I'm currently using (ss is the stringstream, initialized as wstingstream ss("");)
wstringstream ss("");
(my program methods here)
wofstream out("...", wofstream::out);
out << ss.rdbuf();
out.close();
I'm assuming that the encoding has at least something to do with it, but at the same time, I'm not sure which flags to use.
(2) Are all files listed in the MFT? Every link on NTFS says that all file information and attributes are stored in the MFT, but according to the open source NTFSLib (have a link limit, can be found by googling An-NTFS-Parser-Lib), there are 131840 file records.
When I run my own program, I end up with this 50MB file (includes permissions and the such). My program uses FSCTL_MFT_ENUM_USN_DATA and CreateFile for handles and GetFileInformationByHandle for getting extended information. CreateFile takes in the WCHAR* normally, and doesn't have the weird null termination issues (I think, maybe, not even sure anymore, this might be where the missing files are).
It shows that there are 129454 files that it could read, I'm assuming that the other 131840-129454=2386 files are files that were deleted but are still in the USN journal.
(3) How come my Java version of the code outputs more file records than the MFT even contains?
The output of my Java code is a 150MB file (includes permissions, enumerates with names instead of symbols because I don't know how to not do that, so it's way bigger).

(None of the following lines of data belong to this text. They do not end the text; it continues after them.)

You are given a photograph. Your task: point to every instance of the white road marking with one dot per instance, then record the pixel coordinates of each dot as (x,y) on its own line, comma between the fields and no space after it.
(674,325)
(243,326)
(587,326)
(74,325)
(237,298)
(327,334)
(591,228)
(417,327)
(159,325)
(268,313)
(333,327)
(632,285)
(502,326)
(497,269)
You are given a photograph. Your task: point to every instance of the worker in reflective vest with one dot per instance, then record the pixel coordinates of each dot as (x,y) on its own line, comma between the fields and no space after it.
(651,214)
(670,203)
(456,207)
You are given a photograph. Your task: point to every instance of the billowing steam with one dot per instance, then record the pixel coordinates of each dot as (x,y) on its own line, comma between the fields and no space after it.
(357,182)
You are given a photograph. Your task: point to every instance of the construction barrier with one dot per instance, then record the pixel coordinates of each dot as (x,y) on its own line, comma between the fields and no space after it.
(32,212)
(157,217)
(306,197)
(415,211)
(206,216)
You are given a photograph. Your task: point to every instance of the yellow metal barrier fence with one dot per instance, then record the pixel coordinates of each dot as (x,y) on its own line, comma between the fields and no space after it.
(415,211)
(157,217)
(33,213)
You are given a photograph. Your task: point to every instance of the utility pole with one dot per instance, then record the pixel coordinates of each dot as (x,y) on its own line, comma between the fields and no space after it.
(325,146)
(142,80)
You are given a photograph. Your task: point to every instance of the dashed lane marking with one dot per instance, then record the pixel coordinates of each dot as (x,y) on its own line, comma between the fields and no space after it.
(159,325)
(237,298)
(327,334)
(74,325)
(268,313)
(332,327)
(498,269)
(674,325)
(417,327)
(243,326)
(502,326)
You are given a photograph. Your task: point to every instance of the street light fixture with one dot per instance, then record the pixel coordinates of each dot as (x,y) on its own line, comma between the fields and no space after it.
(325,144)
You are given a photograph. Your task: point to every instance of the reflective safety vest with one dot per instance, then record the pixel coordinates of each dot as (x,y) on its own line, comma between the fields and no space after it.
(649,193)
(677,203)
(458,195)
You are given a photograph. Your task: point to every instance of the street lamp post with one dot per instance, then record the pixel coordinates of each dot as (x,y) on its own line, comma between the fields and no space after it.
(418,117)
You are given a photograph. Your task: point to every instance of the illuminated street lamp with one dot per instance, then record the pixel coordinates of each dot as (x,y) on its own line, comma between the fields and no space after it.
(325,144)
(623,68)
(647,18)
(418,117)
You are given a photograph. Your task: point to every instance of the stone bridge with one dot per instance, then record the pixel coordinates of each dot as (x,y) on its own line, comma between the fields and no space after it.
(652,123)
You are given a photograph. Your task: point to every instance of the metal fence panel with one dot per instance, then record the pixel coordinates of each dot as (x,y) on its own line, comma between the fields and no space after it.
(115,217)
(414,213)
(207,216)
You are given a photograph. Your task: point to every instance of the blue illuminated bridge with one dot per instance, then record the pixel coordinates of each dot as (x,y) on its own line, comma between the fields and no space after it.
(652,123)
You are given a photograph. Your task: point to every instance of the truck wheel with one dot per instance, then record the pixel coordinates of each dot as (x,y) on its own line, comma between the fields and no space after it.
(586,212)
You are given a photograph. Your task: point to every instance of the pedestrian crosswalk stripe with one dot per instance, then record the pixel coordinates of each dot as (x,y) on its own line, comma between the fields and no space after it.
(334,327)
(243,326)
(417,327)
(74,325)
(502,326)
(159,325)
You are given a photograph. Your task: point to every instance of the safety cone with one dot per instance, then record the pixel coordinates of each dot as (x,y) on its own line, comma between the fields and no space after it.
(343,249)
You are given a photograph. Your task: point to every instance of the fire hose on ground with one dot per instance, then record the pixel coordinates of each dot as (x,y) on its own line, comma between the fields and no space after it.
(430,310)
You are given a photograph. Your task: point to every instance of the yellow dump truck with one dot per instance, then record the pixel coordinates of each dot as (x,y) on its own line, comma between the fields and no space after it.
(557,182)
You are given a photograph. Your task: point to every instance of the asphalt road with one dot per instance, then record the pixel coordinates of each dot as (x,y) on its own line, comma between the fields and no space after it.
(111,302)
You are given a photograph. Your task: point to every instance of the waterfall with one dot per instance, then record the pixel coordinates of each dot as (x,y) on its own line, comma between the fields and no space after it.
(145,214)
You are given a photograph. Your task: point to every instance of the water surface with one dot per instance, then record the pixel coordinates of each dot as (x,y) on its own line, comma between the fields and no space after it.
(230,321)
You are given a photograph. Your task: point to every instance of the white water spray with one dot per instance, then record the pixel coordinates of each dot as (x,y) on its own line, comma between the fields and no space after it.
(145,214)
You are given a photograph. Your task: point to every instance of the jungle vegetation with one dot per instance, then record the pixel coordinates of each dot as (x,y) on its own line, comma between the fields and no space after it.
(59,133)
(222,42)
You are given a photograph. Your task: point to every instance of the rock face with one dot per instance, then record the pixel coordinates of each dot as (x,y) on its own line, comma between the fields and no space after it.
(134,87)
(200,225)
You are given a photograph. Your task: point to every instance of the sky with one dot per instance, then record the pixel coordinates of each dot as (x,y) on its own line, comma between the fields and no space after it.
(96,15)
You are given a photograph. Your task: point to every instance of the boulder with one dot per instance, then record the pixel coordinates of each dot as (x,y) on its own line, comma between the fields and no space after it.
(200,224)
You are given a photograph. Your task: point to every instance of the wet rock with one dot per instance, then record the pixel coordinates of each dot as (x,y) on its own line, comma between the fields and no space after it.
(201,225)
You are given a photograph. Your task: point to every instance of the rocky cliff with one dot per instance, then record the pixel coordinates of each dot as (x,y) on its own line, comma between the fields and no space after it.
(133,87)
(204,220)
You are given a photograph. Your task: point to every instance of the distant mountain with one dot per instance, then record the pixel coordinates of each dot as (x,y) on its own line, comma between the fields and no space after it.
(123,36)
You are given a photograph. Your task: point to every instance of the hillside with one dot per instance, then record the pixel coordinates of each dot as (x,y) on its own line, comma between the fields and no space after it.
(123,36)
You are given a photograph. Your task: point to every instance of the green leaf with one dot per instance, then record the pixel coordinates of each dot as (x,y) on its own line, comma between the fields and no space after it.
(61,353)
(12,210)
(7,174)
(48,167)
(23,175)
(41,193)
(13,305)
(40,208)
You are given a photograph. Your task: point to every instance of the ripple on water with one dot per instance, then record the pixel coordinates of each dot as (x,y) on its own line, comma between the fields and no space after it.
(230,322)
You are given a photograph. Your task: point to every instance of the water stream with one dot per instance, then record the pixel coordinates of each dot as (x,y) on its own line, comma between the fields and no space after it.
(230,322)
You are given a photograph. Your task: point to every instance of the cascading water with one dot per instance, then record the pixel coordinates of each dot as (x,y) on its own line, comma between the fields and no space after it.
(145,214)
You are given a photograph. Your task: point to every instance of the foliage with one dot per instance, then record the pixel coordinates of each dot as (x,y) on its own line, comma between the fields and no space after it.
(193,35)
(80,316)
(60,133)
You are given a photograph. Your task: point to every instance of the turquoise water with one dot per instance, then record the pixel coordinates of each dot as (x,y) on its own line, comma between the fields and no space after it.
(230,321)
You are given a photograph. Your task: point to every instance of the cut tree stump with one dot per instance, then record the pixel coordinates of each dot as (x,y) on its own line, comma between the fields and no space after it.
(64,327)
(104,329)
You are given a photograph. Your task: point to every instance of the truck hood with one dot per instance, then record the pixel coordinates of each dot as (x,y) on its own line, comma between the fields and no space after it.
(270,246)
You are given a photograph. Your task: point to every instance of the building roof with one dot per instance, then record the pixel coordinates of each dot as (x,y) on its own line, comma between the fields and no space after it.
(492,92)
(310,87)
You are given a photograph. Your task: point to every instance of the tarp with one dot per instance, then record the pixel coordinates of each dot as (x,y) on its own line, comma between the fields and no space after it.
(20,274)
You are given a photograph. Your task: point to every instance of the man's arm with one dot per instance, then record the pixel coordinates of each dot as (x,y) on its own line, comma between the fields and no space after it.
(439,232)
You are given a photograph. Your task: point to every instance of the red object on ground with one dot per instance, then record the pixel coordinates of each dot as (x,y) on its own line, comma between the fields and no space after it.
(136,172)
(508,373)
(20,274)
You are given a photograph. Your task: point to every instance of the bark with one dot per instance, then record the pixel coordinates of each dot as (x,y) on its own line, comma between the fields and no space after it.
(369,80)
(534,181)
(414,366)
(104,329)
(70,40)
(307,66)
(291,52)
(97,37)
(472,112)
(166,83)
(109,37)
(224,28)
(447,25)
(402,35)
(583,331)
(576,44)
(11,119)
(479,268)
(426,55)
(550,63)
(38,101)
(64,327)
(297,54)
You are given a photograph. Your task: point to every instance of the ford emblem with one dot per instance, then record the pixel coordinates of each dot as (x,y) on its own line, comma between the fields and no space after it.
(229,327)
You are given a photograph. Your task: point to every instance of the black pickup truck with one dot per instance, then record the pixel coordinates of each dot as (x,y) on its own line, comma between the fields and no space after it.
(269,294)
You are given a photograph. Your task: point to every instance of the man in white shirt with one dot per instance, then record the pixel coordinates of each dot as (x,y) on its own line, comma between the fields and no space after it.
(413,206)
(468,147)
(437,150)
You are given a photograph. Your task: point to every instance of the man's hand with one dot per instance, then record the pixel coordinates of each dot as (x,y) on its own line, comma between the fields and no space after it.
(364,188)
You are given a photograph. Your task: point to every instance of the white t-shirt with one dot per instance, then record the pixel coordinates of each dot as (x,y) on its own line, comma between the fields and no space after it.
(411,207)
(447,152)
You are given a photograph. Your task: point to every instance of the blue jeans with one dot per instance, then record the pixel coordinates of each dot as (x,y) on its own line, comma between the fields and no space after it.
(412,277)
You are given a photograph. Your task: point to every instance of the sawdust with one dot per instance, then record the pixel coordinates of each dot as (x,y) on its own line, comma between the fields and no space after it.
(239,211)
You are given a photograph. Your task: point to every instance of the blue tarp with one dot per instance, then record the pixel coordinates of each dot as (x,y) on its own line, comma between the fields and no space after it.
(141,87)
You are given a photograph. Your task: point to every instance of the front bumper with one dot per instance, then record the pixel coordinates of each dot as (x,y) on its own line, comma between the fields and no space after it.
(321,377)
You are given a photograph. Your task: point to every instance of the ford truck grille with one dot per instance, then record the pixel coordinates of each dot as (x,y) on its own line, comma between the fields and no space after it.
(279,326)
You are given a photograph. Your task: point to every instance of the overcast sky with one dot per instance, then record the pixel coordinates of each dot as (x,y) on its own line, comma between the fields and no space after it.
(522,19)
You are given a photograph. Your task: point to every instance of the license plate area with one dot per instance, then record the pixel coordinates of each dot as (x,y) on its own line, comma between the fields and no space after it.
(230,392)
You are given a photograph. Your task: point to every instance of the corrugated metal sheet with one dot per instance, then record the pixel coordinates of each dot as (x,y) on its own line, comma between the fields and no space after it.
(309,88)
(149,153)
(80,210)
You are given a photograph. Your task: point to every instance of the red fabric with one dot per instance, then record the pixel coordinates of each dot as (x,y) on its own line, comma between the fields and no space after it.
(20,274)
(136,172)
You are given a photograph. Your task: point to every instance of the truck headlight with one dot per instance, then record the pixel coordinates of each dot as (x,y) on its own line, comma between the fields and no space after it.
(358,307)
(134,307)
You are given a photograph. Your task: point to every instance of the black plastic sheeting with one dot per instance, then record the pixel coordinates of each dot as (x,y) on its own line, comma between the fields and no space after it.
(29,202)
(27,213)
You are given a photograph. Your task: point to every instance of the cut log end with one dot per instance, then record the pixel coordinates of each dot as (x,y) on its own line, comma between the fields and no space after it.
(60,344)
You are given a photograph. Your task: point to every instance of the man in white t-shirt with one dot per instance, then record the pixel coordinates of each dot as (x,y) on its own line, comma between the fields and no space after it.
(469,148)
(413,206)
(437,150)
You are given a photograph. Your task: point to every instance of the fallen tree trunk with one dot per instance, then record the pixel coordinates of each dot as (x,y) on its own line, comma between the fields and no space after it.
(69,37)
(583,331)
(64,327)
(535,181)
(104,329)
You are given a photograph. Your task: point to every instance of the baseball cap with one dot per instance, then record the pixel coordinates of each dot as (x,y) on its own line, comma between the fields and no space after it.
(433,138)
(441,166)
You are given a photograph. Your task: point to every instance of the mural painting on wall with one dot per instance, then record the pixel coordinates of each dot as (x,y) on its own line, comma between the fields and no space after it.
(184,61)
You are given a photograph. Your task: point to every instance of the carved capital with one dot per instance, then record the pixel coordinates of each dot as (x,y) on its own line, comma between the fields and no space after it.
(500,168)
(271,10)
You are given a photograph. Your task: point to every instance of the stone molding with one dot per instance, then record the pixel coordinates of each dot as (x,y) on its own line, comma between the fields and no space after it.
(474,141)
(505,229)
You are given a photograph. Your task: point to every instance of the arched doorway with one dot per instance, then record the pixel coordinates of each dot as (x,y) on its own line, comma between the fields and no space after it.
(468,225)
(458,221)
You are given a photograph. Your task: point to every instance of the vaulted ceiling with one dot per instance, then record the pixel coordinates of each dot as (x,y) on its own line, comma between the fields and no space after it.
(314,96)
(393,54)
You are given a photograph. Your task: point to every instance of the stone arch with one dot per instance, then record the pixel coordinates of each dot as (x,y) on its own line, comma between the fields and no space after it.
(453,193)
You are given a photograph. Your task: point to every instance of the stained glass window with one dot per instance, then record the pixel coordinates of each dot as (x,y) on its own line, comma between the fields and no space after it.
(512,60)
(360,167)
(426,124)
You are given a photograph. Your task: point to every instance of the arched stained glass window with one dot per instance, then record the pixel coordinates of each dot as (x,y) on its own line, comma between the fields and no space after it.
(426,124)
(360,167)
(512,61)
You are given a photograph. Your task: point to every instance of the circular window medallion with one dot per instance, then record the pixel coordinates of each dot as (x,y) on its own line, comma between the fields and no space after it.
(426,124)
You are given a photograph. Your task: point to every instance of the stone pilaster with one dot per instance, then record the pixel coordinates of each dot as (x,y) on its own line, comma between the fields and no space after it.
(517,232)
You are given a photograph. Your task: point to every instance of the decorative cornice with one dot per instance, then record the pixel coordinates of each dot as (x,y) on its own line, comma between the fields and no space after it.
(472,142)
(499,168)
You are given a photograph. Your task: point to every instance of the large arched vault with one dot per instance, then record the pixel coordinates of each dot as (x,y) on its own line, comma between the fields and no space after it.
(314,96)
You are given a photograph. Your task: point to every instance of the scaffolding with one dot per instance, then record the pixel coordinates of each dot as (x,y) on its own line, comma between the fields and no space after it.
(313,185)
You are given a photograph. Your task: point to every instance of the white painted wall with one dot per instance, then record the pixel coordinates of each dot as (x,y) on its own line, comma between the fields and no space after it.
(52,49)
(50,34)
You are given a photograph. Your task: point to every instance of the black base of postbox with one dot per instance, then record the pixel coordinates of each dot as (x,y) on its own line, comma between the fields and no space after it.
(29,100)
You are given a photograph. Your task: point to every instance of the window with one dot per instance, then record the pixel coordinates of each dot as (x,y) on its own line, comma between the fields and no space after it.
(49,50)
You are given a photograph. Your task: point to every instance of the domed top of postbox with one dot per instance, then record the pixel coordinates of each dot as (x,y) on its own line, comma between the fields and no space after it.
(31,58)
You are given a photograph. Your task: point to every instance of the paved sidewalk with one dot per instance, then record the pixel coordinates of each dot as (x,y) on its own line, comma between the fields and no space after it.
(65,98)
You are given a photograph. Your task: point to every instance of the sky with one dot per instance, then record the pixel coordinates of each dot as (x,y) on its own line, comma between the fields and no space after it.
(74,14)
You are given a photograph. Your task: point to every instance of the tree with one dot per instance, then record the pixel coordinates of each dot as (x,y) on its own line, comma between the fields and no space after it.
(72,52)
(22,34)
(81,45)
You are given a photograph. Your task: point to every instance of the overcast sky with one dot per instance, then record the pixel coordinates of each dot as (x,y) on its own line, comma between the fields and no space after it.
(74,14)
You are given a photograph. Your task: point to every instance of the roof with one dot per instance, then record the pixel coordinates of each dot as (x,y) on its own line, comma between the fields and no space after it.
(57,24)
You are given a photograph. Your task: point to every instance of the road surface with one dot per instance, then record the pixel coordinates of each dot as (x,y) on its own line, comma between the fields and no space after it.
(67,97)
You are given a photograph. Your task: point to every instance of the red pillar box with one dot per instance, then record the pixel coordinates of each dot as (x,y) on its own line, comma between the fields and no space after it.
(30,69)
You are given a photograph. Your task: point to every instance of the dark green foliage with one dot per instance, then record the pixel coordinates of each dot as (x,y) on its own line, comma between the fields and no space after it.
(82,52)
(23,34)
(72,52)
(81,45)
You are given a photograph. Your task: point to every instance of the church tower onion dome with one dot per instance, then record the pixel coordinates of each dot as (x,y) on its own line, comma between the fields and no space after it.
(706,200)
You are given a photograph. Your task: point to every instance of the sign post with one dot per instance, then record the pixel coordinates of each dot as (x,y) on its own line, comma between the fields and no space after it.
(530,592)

As you can see here, there are 161430 file records in this one. That's more than what NTFSLib said there are. Yes, it is the case that probably many of those 131840 file records are 'additional names', but I explicitly avoided symlinks in my Java version. Is it the case that those extra 30000 files are generated from hardlinks or somehow having more names is independent from being symlinks?